Tucson Water temporarily shut down releases this week for the Santa Cruz River Heritage Project for up to three weeks to install mechanical upgrades.

The Santa Cruz River through Tucson’s south side and downtown is dry again — temporarily.

Tucson Water shut down releases this week for the Santa Cruz River Heritage Project for up to three weeks, to install mechanical upgrades for the equipment used to put reclaimed water into the river.

The water utility is installing a new pressure release valve near the point where water is released into the river north of 29th Street.

That’s because as the water release system was configured, whenever the city wanted to reduce flows for any reason, the change in water pressure would cause cavitation to the pipes, which can damage them.

The utility will also move a device used to dechlorinate the reclaimed water, again to a spot near the effluent release point, said Tucson Water spokesman Fernando Molina.

That will make it easier and more efficient to restart the system after it’s been shut down, Molina said.

The effluent is always dechlorinated before it’s released into the river channel.

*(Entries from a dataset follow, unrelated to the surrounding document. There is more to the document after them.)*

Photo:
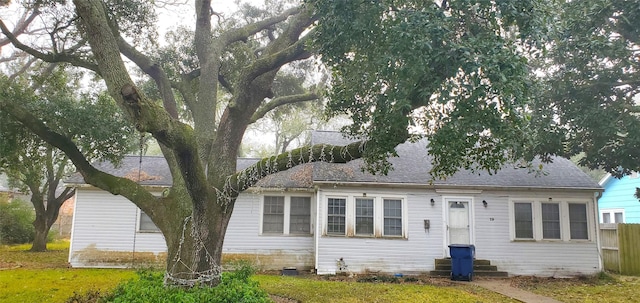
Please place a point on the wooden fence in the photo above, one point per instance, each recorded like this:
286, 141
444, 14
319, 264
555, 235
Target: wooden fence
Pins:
620, 244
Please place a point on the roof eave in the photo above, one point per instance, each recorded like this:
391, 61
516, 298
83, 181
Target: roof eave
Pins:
454, 186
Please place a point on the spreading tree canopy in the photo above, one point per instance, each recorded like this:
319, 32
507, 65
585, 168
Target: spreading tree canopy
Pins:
36, 167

The Heritage Project has been releasing the reclaimed water since June 24, in order to restore some of the riparian habitat that disappeared after groundwater pumping dried up the river in the 1940s and ’50s.

The project will also allow the city to recharge the effluent in a place where the water will be more easy to recover from the aquifer in the future.

Until the releases started, this effluent was dumped into the river at Pima County’s Agua Nueva wastewater treatment plant, where it traveled far downstream of where the city’s wells lie.